Why 'ws 1 for stand attention' in your GroupAttention code?
kejie-cn opened this issue · 5 comments
I find that in your implementation of GroupAttention in gvt.py, you comment that 'ws 1 for stand attention'.
class GroupAttention(nn.Module):
def __init__(self, dim, num_heads=8, qkv_bias=False, qk_scale=None, attn_drop=0., proj_drop=0., ws=1, sr_ratio=1.0):
"""
ws 1 for stand attention
"""
super(GroupAttention, self).__init__()
assert dim % num_heads == 0, f"dim {dim} should be divided by num_heads {num_heads}."
However, I think ws means the window size, if ws=1, than the self-attention is only performed in a 1x1 window, which is not the standard self-attention.
This is an implementation choice.
We use 1 to stand for the standard attention.
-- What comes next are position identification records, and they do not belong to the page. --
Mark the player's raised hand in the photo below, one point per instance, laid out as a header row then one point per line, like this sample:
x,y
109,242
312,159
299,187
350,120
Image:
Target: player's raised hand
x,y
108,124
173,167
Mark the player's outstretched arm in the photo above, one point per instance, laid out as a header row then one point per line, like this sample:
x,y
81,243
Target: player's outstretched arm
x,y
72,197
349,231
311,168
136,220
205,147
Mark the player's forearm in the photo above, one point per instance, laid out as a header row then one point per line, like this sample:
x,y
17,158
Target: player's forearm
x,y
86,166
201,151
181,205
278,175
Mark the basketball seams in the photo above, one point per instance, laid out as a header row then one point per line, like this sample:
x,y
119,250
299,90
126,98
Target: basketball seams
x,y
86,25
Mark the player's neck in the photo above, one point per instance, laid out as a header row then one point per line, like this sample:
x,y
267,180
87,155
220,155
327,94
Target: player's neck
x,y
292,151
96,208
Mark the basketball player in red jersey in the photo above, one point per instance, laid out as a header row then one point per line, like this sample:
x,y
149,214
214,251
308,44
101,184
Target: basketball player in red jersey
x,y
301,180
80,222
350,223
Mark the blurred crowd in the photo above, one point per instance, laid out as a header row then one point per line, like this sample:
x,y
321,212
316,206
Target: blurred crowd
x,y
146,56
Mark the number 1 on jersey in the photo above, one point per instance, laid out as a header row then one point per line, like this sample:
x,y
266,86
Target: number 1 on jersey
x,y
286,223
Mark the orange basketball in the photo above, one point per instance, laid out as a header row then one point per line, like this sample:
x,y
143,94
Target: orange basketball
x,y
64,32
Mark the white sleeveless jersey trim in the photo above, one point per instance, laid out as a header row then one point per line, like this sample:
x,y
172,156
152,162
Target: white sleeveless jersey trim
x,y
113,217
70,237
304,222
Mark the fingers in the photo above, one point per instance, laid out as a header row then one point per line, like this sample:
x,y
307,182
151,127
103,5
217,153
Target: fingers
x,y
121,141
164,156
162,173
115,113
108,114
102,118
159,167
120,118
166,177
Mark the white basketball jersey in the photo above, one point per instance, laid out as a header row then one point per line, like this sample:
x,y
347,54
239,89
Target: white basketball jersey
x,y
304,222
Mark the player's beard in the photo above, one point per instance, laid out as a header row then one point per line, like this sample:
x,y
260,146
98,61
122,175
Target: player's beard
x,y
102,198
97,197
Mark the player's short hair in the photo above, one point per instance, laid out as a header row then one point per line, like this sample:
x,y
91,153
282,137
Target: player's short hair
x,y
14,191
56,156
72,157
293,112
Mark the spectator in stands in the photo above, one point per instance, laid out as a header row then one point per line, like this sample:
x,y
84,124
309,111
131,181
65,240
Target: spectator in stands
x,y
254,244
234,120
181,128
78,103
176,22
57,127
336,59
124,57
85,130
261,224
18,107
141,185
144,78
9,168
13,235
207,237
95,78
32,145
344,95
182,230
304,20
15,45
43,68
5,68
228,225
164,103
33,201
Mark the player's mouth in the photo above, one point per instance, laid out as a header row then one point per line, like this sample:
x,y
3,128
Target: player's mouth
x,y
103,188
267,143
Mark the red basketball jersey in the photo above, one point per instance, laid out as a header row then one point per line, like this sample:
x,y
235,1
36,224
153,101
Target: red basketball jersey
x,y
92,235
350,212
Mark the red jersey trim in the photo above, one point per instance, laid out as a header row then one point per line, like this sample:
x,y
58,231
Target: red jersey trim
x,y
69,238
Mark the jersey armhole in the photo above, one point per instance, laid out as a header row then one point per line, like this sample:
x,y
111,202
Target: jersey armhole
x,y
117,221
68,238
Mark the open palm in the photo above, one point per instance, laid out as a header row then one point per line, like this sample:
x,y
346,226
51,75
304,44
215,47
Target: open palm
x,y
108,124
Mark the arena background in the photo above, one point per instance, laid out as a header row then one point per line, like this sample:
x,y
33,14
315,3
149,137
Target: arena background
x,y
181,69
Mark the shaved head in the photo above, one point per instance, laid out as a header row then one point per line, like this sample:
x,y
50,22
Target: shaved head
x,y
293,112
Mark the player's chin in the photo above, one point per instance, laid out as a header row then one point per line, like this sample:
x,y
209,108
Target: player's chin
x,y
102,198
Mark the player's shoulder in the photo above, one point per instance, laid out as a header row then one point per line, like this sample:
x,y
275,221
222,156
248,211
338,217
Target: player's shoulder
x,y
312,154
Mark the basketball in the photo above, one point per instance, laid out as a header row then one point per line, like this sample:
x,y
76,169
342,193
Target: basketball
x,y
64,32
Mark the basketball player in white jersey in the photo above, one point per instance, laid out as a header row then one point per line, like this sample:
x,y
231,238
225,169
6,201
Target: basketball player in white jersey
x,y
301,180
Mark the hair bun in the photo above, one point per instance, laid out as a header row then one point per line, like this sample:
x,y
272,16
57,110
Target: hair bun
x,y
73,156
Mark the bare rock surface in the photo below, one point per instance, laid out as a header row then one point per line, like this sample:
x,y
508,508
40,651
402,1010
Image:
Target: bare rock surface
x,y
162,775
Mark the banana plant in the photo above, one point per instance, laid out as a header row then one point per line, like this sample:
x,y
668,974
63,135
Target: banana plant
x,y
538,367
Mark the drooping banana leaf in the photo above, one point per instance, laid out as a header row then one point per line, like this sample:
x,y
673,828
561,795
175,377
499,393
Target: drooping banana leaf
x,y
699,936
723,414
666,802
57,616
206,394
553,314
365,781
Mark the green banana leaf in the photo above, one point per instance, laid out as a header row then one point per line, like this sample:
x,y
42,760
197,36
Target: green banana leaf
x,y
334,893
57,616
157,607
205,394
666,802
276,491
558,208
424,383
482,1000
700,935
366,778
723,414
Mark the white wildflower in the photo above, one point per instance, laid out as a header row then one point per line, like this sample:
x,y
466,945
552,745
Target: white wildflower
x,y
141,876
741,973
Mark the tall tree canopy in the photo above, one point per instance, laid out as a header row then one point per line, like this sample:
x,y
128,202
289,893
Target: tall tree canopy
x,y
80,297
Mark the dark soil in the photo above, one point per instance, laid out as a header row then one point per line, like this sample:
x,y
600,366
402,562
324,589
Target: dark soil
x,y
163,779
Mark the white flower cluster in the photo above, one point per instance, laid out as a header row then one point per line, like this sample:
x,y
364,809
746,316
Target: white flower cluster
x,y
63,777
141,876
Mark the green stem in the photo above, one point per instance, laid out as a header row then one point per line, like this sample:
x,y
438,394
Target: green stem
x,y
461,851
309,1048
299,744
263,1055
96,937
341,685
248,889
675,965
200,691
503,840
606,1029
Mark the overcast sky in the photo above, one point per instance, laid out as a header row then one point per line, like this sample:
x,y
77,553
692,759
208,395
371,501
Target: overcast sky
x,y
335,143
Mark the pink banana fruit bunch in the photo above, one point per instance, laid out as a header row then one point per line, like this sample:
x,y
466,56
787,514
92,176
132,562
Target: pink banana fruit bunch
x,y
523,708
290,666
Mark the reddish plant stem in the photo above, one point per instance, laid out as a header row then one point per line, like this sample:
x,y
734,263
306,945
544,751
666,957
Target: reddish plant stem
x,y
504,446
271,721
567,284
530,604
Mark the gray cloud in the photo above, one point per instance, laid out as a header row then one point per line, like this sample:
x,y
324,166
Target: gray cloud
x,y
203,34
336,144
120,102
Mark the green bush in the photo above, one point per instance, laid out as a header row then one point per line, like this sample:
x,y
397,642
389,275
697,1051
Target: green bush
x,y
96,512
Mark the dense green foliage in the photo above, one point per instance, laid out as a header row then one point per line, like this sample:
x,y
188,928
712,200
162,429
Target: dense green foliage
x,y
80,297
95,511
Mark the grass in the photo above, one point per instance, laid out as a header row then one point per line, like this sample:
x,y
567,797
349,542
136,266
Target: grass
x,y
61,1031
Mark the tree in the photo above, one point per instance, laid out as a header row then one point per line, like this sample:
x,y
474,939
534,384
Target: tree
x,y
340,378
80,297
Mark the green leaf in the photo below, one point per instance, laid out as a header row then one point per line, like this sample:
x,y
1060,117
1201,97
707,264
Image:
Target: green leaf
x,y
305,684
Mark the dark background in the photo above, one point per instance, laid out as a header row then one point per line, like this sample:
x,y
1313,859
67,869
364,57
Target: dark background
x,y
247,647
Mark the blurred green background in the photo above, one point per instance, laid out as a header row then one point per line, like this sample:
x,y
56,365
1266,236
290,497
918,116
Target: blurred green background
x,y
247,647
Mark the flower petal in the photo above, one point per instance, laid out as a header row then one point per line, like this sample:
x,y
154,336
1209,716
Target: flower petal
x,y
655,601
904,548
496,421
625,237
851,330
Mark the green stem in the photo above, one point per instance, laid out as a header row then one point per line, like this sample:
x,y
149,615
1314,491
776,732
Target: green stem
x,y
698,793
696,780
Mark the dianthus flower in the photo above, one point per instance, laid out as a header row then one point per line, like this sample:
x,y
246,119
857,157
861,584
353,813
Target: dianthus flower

The resolution of the feature map in the last stage is 7x7. We perform standard self attention because it's cheap at that stage.
This is an implementation choice.
We use 1 to stand for the standard attention. The resolution of the feature map in the last stage is 7x7. We perform standard self attention because it's cheap at that stage.
but the standard self-attention should use a window size equals to to feature size (ws = 7 in the last stage)
In detailed implementation, Ws=7 does not work in the last stage. Please check the code.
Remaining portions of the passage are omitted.